Introduction: Ocrelizumab (OCR), a humanized anti-CD20 monoclonal antibody, was approved in the US in 2017 for the treatment of relapsing MS (RMS) and primary progressive MS (PPMS). The Providence OCR Registry (POR) was established to monitor long-term treatment and safety outcomes. Objective: To evaluate OCR treatment outcomes using real-world data from a diverse, community-based MS population. Methods: Adult MS patients who have been prescribed OCR were eligible. Chart reviews at OCR start date and every 6 months were done by a trained RN. Expanded Disability Status Scale (EDSS) scores were determined on the start date and then yearly. Descriptive statistics and paired t-tests were used. Results: Of the 437 patients enrolled from March 2017 to March 2021, 73.4% were female;mean age was 51.9 (±12.6) years;80.7% had RMS, 12.2% had SPMS, and 7.1% had PPMS. Median baseline EDSS [interquartile range (IQR)] was 3.0 [2.0, 4.0], 6.5 [6.0, 7.5], and 6.5 [6.0, 7.0] respectively.
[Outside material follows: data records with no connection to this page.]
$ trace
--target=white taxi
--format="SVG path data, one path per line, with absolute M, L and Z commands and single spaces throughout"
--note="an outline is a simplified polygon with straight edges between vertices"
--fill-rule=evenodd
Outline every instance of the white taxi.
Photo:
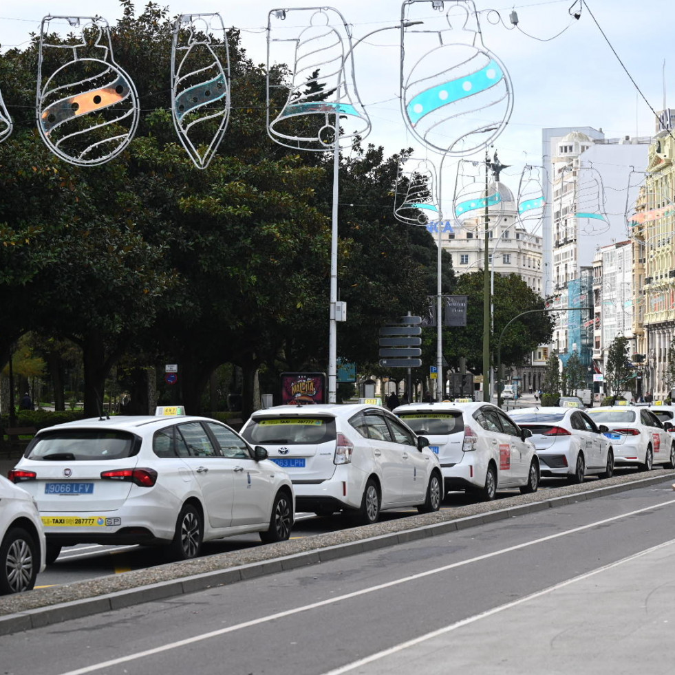
M 440 506 L 440 467 L 429 442 L 381 406 L 276 406 L 254 412 L 242 435 L 288 472 L 299 511 L 343 511 L 369 524 L 384 509 Z
M 586 413 L 597 425 L 609 429 L 615 465 L 636 464 L 644 471 L 651 471 L 655 464 L 675 468 L 675 439 L 668 433 L 672 425 L 662 422 L 649 408 L 619 405 Z
M 288 538 L 286 473 L 215 420 L 116 416 L 40 430 L 10 479 L 37 502 L 47 563 L 63 546 L 160 544 L 174 559 L 202 541 L 257 532 Z
M 539 463 L 531 432 L 486 402 L 409 403 L 394 413 L 429 439 L 438 456 L 444 491 L 493 500 L 498 489 L 536 492 Z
The RMS cohort had an annualized relapse rate (ARR) of 0.33 prior to starting OCR. Among all patients who had > 1 dose of OCR (n=407), ARR was 0.07. Median EDSS scores at 12 months were 3.0 [2.0, 4.5] (n=184) for RMS patients, 6.5 [6.5, 7.5] (n=32) for SPMS, and 6.5 [5.6, 7.5] (n=16) for PPMS. Infusion reactions occurred in 33.2% of patients during dose one, becoming less frequent with subsequent doses. Respiratory infections occurred in 40.5% of patients followed by urinary tract infections (UTI) (36.6%). Eight patients developed SARS-CoV-2 with no reported hospitalizations or deaths. Of 50 patients hospitalized, 19 had multiple hospitalizations. Over half of the hospitalizations were due to infections, and 69% (n=27) were 55 years or older. Of the 93 patients (21.3%) patients who stopped OCR, 47 patients stopped due to side effects with recurrent infections being the main reason for stopping followed by fatigue/malaise. The median time to discontinuation was 19.6 [IQR: 9.5, 30.2] months. There have been 7 deaths. Ninety-three patients who had baseline and 12 month Modified Fatigue Inventory (MFIS) had significant improvement at 12 months (mean difference -3.6 (±13.9), (p=0.01). Conclusions: Our study showed that OCR was effective in controlling relapse and disability worsening and reported similar rates of infusion reactions compared to earlier phase III clinical trials. A small number of our patients have developed SARS-CoV-2 with no adverse outcomes.